St. Paul’s young wrestling team scores championship milestone

This column was originally published as part of my “From Where I Sit” series at in Towson Times.

I read the article twice.

The reporter was there; I saw her taking notes. But on the third read, my shoulders slumped. There was no mention of our team’s extraordinary feat.

Then I plopped on my glasses to read the tiny results schedule. And there, under Wrestling, Independent School Championships, was a small asterisk beside St. Paul’s ninth-place finish.

The note read, “B Conference Champion.”

“Yes!” I shouted and began waving Sunday’s Sun. In black and white, after almost 30 years, St. Paul’s had a wrestling championship all its own.

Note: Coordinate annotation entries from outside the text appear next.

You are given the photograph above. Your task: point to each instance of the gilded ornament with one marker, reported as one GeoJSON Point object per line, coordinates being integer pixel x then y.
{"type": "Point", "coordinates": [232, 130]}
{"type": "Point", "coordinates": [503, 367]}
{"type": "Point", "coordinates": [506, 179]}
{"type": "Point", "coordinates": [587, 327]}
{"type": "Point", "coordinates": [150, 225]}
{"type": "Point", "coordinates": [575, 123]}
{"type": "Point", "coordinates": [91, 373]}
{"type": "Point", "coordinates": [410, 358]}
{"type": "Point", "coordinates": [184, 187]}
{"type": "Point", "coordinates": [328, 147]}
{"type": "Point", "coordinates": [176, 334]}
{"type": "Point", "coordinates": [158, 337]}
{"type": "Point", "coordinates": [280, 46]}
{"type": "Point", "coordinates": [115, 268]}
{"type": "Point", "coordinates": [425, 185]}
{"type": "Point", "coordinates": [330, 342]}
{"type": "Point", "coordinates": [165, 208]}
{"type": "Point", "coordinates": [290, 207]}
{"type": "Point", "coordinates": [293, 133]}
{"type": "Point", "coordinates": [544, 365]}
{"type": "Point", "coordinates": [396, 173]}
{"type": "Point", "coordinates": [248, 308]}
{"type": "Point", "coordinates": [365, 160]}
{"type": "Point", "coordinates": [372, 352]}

Wrestling has been part of my life since college days when I dated a wrestler for four years. Those wrestlers were a unique bunch. Muscular, yet lean, most had an intensity about life that was both charming and a little scary. Often their unbridled enthusiasm ushered adventure into the ordinary while translating into a steely resolve on the mat.

Discipline ruled during the season where 6 a.m. runs and three-a-day workouts punctuated their college schedules. And in competition, where one man’s training, technique and conditioning faced another’s, each stood alone, and the battle of the will to win began.

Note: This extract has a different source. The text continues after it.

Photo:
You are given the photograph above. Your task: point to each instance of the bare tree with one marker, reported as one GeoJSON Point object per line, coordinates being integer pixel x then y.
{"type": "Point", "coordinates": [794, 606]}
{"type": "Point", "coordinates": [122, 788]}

Twenty-five years later, my son Peter first stepped out on a wrestling mat to compete. As a 7-year-old, Pete’s best move was his bridge, the desperate defensive position designed to prevent shoulders from touching the mat and being pinned, the goal of every wrestling match. But with good training and coaching, his technique flourished and he soon knew how to pin to win.

In high school this year, he joined the small and surprisingly young team at St. Paul’s. With no seniors or juniors on the squad, the sophomore-led team competed admirably within their limits. But it was hard to win a meet with no wrestlers in five of the 14 weight classes, since each forfeit counts the same as a pin in team scoring.

Weight classes structure wrestling, equalizing the competitors. Their weight defines them. It’s not just Connor Clayton; it’s the 119-pounder. Or the 130-pounder, Austin Sauter.

The coaches adjusted the abbreviated lineup to keep the team competitive. Kids sometimes “wrestled up,” or competed in a higher weight class to help the team score. Some, like Clayton, Sauter, and 125-pounder George Doub, lost chances of individual medals at tournament meets when their wins were split between weight classes.

For others, like heavyweight Hunter Lee who’d never set foot on a wrestling mat before this season, the small team demanded he excel immediately and wrestle varsity.

Everyone had to learn how to offset the forfeits. Winning wasn’t enough. They became, as team captain Nick Skudrna says, “The pinning team.”

And it worked. With a 12-9 record, they headed to the state championships.

With eight entries and six forfeits, five wrestlers pinned their way into the next day’s rounds. No one wrestled with more heart than freshman Michael Green, who wrestled with one leg taped stiff with a double knee brace. He still pinned two opponents.

While his father made room for him on the bench, I could only offer my cooler’s baggie of ice to the spent young man as his dad draped a comforting arm around his courageous son.

Eight pins later, the small but mighty team hoisted high the B Conference Championship trophy. Freshman standout Eric Friedman received the outstanding wrestler award.

What a tribute to the team, the coach, and the sport where the will to win pushes individual achievements to accomplish extraordinary team goals.

Even if only marked with an asterisk.*

*Four of the eight wrestlers qualified for National Preps: Friedman, Galli, Skudrna, and Lee.